While the world distribution of income must be the dominant criterion, ameliorating inequalities within key countries must play a role in the free-market argument. Yet Lal favours ‘flat taxes’ and appears sceptical of redistributive measures. And it does not help when he brushes off the ‘seeming evils’ of the original breakthrough into industrialisation in Britain. Even accepting his contention that the real income of the poor increased marginally in the first 50 years of the new era (1780-1830) it clearly went down relative to the rich, and was accompanied by atrocious conditions: average life expectancy, blighted by cholera, etc, of (eg) 17 years in Bolton in the 1820s, and numbers in the 20s in much of the industrial north of England. Without doubt, the total quality of life of the poor in England was worsened, compared with life on the land before the 18th century enclosures. And this was not a short-run matter by the Keynesian criterion, 50 years being two lifetimes.

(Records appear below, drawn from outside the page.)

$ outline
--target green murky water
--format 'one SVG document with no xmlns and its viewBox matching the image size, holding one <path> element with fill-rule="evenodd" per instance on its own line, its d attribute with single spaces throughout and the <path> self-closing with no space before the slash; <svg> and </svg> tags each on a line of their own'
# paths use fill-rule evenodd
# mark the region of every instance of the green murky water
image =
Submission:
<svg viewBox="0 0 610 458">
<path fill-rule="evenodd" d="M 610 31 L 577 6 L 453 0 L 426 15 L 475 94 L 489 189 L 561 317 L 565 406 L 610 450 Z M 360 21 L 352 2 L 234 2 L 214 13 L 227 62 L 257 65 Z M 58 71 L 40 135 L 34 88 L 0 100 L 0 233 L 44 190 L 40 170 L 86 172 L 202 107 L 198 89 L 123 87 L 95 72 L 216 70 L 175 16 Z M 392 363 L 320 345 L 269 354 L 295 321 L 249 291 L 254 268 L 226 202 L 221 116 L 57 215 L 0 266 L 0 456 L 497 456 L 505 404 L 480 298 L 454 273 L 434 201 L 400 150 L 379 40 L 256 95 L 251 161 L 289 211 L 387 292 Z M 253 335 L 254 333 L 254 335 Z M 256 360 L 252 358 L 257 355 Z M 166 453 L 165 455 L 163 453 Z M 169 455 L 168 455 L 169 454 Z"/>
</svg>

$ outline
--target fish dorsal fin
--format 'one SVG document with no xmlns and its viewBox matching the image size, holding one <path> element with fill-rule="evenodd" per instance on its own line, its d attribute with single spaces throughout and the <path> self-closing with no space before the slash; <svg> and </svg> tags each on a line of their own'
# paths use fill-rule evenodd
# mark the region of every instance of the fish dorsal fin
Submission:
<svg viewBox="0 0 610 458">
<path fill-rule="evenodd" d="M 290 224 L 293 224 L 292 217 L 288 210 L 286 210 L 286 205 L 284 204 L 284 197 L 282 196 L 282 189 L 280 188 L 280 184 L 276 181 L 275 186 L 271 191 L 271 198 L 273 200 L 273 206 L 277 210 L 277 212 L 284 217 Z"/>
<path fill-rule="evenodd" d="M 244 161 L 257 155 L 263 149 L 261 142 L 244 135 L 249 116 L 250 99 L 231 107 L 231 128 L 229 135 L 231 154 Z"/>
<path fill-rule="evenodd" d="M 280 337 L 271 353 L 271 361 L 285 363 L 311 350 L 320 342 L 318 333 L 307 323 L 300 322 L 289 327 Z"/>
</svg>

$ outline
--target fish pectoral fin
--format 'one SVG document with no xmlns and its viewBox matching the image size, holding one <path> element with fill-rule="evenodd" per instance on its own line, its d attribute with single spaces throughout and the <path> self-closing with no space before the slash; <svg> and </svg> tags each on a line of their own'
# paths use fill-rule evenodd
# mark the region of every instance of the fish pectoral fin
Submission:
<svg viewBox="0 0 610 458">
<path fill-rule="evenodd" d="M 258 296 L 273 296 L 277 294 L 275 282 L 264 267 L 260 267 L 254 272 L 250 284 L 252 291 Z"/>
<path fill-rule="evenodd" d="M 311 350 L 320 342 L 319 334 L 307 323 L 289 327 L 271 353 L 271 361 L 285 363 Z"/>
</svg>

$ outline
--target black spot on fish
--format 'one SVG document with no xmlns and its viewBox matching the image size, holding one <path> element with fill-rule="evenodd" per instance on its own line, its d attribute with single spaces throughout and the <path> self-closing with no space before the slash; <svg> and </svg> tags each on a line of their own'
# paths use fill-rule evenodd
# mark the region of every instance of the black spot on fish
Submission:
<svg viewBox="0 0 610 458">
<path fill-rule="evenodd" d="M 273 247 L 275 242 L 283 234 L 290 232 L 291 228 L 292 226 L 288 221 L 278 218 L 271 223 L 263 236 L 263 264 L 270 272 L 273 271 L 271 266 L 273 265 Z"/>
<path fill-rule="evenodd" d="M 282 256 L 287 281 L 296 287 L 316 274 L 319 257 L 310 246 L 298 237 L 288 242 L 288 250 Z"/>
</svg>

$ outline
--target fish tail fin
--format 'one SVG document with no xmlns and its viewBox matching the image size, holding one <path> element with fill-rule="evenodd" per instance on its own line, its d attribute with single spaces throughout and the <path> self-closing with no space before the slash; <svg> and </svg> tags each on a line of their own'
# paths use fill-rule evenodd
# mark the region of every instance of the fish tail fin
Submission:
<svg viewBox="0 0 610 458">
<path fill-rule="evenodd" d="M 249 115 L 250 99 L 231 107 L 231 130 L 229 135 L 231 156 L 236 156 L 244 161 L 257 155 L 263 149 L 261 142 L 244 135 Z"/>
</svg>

Also ungenerously, Lal cannot resist impugning the motivation, not only (and rightly) of predatory African (and other) governments, but also of the bureaucratic and politically-motivated leadership of the numerous NGOs that infest the world scene with opposition to global free markets. His attack on the Greens and the rest is splendid, and well deserved. But he should acknowledge that they, like he, do in many cases actually have ideals, even if they are wrong.